Monday, November 29, 2010

My love for airplanes

I have always been fascinated by airplanes since a kid, and our house at Old Bethel was located in a direct-path from airplanes traveling between Muscle Shoals and Birmingham. Almost all airplanes that went to Birmingham passed right behind our house. This must have taken place before 2-way radios, because the Govt constructed beacon lights from Muscle Shoals to Birmingham so the airplanes could find their way at night. We could sit on our front porch and see the light go round and round at night, and was a pretty powerful light - as you might expect. The beam shined up into the sky at about a 45 degree angle, and it would turn so the pilots would know what it was. They were spaced far enough apart that you couldn't see but one, but I am sure the pilot could always see the next one up ahead. So, they just followed the beacons from Muscle Shoals to Birmingham. The light visible to us was located at Flat Rock, and if you know where Flat Rock is - well you know more than I do. I would ask my brothers where Flat Rock was, and they would say that it was "up yonder in the prairie". That is another thing I never knew, where it was at "The Prairie", but it was somewhere between C.C. Smith School and Hatton. There used to be a 2 Engine DC-3 airplane that would pass over our house at 9:15 AM every morning going to Birmingham, which I never did see coming back. Anyhow, I would hear those engines and nearly tear that door down to get outside and watch the airplane go by.  There were also some old, single-engine planes that passed, but none was as pretty as that shiny aluminum DC-3 in the morning. We called it the mail plane, but I don't know whether it actually carried the mail or not.

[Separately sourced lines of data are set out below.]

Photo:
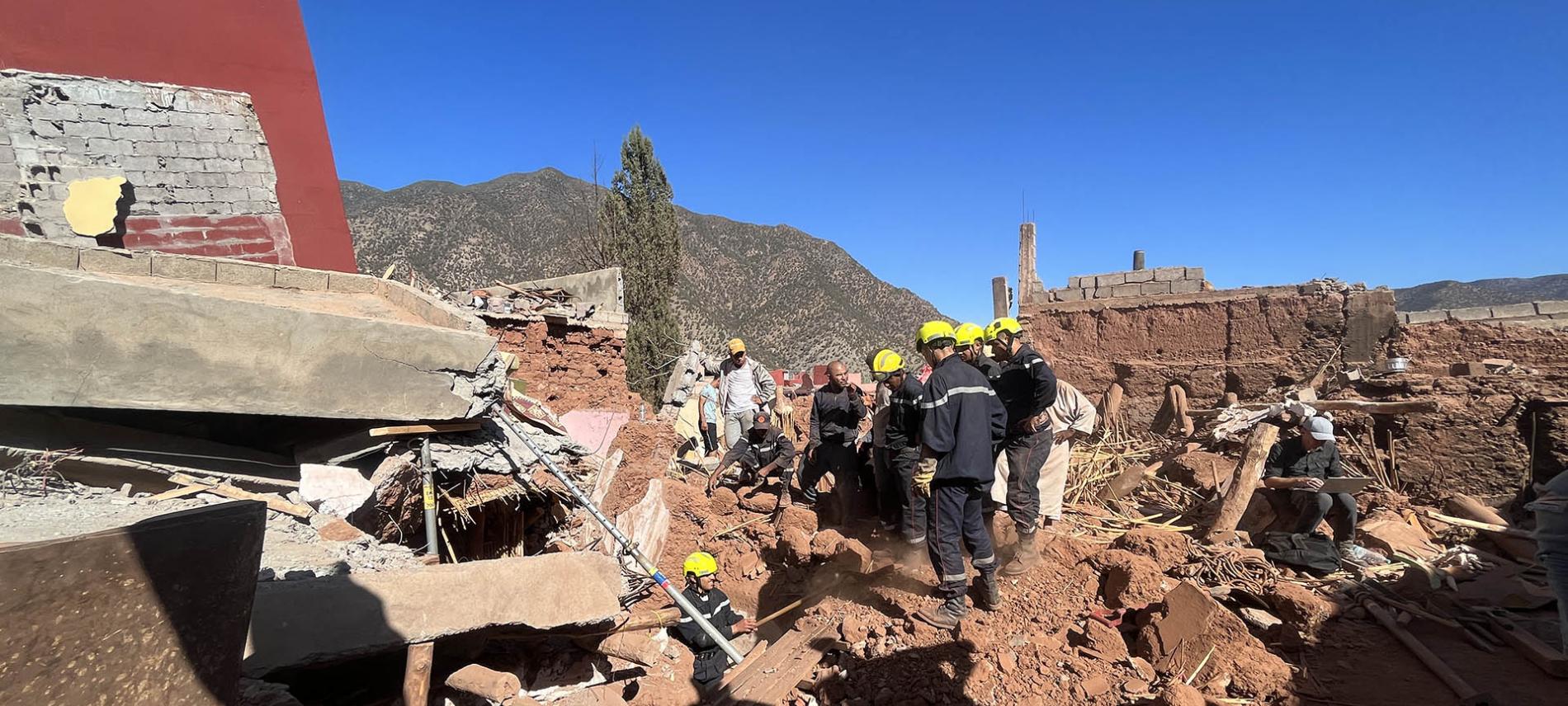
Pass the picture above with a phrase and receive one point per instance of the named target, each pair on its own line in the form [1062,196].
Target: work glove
[924,475]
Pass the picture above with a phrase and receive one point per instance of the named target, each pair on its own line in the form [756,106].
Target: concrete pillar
[1027,275]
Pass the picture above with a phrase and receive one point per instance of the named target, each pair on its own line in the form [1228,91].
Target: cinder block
[350,282]
[1155,289]
[240,273]
[1471,313]
[1512,310]
[301,279]
[184,268]
[38,251]
[116,261]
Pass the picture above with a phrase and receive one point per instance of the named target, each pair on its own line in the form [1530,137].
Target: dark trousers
[909,511]
[954,523]
[844,465]
[1026,454]
[1338,507]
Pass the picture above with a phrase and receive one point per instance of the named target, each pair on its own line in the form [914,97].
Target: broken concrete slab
[334,491]
[87,338]
[595,430]
[333,617]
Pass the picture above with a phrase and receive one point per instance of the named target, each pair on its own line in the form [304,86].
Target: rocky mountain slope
[794,298]
[1482,293]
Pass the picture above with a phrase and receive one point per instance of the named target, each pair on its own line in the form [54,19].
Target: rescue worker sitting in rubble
[1299,467]
[711,662]
[761,453]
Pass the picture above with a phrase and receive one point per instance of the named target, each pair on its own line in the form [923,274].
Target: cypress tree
[637,221]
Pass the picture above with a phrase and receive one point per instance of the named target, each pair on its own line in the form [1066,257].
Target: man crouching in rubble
[963,420]
[761,453]
[711,662]
[1301,465]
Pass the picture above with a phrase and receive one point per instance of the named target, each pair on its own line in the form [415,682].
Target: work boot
[988,592]
[942,615]
[1024,558]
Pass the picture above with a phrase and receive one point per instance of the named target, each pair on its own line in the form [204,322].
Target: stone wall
[568,365]
[198,169]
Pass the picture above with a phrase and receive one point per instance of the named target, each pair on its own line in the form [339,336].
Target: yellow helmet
[935,331]
[701,564]
[886,362]
[1003,324]
[968,334]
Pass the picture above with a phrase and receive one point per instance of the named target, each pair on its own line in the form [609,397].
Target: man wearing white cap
[1301,467]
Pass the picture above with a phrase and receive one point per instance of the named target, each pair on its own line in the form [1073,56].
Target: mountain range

One day our school class went on a field trip, and one of the stops was at the airport. We were going to have the opportunity to watch that pretty thing take off (the aluminum DC-3), but it was raining that morning. So, we pulled up to the airport in the school bus, and it was really raining hard. I remember somebody telling us that the plane wouldn't be going today because of the torrential downpour. Boy, that blew my whole day.

I want to tell you a little bit about the first rabbbit I ever killed, and then I will let it rest awhile. There was a wooded area down in a low place, which was good for rabbit hunting. So, my brother had a beagle hound and a 16 gauge, double-barreled shotgun, and he would bring both of them to the house and leave them. Me and that dog done some serious hunting. Anyway, one day after school we went hunting and she jumped a rabbit. It took her a way over yonder, and then circled around and was headed back. The dog would bark a little along, and finally I saw the rabbit that she was chasing. It was a long way ahead of the dog, and it came down my way, stopped, and jumped over to the side of where it had just come down. Then, it went back about 15 feet and would jump over again, and come back down. After doing that 3 or 4 times, the rabbit stopped along farther and came to a bush that was in front of me. This bush was not too far from me, and the rabbit just sat there a while resting. It seemed to be waiting on that dog to figure out all the trickery it had pulled off earlier, so finally I just raised the shotgun and shot into the bush. I walked over there, and there it lay - dead as a doornail. I grabbed it up and ran all the way home to show everybody what I did.